Bijbelkring

‘Geef me het vermogen goede dingen te zien op plaatsen waar ik ze niet verwacht.’

Prediker 11 en 12 hadden we met elkaar gelezen. Over leven in vertrouwen en het piekeren niet de overhand te laten krijgen. Over oog blijven hebben, ondanks alles, voor wat bloeit, voor alles wat wél mooi is.

Ter afsluiting van het Bijbelboek Prediker las Antoinette een gedicht over ouderdom voor, een gedicht dat eeuwen geleden door een onbekende bidder was voorgebeden met onder andere bovenstaande prachtige regel. Toen wist ik dat ik het verhaal zou delen dat ik rond de kerstdagen hoorde bij de podcast, Dick en Daniël geloven het wel, een podcast van het Nederlands Dagblad.

EO-voorzitter Arjan Lock was te gast en vertelde dat hij afgelopen november Oekraïne had bezocht. Hij sprak over wat wij kunnen leren van de mensen die wonen in het door oorlog geteisterde land, over mensen die te midden van de ellende ervoor kiezen om vanuit een gelovig hart gewoon de goede dingen te doen.

Eén moment tijdens zijn verblijf had diepe indruk op hem had gemaakt. Het vond plaats na een nacht gevuld met luchtalarm en een enorme explosie vlakbij zijn onderkomen. Hij kon de slaap niet meer vatten en liep om 06.00 uur in de ochtend zijn appartement uit. Aan de ene kant van de weg zag hij kapot geschoten flats. Hij liep langs de goede flats en zag in de verte een ouder echtpaar lopen. De oude man en de oude vrouw bleven staan. De vrouw pakte een tasje, haalde er wat uit en gaf het aan de man. De man ging door zijn knieën en haalde wat aarde weg. Toen Arjan Lock dichterbij kwam, zag hij dat de man krokusbolletjes in zijn hand had. Verwoesting, kou, natte sneeuw, begin november, ’s morgens 06.30 uur, de oude man stopte krokusbolletjes in de grond…

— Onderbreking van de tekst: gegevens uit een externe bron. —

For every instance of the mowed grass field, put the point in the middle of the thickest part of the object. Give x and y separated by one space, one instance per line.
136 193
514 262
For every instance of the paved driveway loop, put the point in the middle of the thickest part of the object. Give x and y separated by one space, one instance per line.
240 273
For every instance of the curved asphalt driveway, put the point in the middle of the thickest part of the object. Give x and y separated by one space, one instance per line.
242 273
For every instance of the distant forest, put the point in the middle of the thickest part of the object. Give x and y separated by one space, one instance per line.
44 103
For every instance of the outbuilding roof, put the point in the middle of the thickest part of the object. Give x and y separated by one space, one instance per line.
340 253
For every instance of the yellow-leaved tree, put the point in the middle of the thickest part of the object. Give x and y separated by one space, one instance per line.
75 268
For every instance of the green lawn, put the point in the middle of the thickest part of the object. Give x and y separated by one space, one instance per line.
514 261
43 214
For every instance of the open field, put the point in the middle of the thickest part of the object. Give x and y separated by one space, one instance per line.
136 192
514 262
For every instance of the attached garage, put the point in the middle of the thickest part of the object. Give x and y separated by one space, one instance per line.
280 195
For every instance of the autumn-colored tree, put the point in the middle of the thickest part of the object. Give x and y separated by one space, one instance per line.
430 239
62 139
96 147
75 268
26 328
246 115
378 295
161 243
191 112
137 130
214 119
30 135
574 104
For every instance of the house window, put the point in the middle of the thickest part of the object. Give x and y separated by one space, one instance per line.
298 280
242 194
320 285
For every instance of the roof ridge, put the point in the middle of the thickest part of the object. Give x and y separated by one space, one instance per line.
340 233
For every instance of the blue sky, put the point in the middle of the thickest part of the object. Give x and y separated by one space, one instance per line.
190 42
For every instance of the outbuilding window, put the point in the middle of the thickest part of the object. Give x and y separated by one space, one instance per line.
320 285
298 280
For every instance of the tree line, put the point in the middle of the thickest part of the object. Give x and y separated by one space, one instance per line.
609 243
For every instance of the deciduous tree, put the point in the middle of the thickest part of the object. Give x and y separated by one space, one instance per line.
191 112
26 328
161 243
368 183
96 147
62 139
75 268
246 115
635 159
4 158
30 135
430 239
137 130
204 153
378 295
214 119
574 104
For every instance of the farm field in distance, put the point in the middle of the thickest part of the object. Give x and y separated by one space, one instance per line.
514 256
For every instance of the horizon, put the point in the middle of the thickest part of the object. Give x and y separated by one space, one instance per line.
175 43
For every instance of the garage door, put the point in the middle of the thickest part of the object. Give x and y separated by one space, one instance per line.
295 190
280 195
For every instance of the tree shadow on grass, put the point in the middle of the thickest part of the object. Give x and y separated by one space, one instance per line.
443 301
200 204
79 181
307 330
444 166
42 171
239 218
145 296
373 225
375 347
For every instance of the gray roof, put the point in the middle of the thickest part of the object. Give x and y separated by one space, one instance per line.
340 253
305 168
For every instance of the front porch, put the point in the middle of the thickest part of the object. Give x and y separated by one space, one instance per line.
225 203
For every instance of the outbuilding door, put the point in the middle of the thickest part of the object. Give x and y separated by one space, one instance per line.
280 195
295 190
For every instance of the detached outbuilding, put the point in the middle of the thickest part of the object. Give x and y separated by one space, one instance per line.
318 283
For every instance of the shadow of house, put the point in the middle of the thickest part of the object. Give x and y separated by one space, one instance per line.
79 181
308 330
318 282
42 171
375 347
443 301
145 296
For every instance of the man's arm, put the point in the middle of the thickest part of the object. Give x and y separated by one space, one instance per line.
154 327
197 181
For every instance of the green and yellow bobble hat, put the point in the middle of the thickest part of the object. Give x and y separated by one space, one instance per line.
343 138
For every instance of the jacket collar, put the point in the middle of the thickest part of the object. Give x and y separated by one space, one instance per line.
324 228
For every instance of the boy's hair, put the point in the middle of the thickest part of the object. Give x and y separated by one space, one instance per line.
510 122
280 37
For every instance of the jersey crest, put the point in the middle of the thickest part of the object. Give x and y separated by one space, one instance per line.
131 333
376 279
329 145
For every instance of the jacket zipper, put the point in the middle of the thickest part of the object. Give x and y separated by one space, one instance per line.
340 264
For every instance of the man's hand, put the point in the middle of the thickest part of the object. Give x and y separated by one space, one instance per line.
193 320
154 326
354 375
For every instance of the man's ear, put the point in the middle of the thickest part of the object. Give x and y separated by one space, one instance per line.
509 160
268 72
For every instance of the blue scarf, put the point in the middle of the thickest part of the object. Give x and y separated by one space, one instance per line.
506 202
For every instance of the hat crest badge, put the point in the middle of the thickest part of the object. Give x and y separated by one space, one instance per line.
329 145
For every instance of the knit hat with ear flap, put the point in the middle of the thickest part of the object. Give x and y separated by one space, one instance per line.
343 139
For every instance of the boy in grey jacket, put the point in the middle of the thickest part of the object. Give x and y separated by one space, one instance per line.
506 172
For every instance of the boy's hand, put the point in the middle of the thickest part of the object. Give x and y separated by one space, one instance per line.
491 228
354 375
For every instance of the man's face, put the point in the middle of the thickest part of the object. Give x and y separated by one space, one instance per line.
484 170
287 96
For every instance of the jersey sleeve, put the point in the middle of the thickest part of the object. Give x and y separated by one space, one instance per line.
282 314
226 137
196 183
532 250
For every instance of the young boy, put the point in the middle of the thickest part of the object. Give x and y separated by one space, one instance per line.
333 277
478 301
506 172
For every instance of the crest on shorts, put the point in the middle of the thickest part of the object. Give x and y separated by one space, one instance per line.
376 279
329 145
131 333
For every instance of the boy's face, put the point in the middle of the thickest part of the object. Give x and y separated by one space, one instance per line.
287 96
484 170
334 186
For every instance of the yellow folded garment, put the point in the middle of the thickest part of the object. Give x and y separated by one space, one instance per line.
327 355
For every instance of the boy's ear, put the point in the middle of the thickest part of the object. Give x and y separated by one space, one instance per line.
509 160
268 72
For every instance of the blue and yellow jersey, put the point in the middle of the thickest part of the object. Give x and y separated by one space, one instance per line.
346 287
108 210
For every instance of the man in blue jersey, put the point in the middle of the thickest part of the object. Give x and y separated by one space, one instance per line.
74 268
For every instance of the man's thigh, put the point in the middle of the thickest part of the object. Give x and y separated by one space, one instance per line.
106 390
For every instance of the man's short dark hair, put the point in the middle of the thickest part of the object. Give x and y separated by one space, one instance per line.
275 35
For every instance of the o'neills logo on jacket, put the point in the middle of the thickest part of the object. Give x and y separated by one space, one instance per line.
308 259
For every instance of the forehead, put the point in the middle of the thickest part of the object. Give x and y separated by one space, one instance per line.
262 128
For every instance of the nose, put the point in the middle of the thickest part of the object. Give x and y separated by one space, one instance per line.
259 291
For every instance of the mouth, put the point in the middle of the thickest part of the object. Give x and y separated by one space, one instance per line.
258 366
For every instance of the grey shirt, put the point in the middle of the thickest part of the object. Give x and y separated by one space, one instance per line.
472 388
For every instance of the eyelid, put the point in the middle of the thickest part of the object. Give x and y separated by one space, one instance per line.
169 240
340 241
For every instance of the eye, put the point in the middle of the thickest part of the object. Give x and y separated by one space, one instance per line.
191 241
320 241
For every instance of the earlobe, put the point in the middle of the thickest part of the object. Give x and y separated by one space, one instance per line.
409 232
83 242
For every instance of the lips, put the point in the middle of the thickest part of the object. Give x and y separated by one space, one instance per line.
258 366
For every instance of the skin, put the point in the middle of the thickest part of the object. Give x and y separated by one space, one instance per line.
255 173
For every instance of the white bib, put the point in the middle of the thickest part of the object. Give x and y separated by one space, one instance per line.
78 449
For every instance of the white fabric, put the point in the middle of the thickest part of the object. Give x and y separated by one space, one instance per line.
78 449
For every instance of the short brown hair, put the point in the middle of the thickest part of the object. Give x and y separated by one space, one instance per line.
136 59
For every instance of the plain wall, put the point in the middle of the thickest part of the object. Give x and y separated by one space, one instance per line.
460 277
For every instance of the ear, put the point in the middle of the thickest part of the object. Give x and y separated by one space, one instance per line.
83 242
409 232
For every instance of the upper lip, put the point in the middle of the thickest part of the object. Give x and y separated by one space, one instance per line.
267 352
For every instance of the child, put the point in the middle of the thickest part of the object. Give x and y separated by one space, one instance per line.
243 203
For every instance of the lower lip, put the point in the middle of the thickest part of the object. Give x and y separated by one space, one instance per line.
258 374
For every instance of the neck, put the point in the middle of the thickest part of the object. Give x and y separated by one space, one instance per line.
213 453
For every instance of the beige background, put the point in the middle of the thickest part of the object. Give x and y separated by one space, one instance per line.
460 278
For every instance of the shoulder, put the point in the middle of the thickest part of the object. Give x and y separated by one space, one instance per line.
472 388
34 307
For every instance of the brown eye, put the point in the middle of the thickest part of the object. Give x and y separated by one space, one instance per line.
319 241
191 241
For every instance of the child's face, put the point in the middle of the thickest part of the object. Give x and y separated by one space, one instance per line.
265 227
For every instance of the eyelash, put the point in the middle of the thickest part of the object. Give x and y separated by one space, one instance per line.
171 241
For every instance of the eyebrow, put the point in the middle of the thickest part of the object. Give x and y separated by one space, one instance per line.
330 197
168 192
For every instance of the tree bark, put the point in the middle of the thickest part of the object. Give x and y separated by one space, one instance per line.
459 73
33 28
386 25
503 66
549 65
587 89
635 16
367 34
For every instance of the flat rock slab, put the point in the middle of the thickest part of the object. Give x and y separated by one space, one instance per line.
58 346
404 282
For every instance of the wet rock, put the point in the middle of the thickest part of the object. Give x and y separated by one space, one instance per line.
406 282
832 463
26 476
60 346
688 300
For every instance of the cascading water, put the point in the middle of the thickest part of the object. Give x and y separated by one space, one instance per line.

Toen hij terugliep kreeg Arjan Lock, zo vertelde hij, het beeld van God die kijkt naar de geschonden aarde en met een zachte hand wat aarde weghaalt en daar iets heel kwetsbaars inzet, namelijk Zijn kind. Alsof God zegt: ‘Ik weet wat er op die aarde allemaal gebeurt, wat voor ellende er is, maar Ik plant iets in die aarde, iets dat zal bloeien, dat nieuw leven geeft.’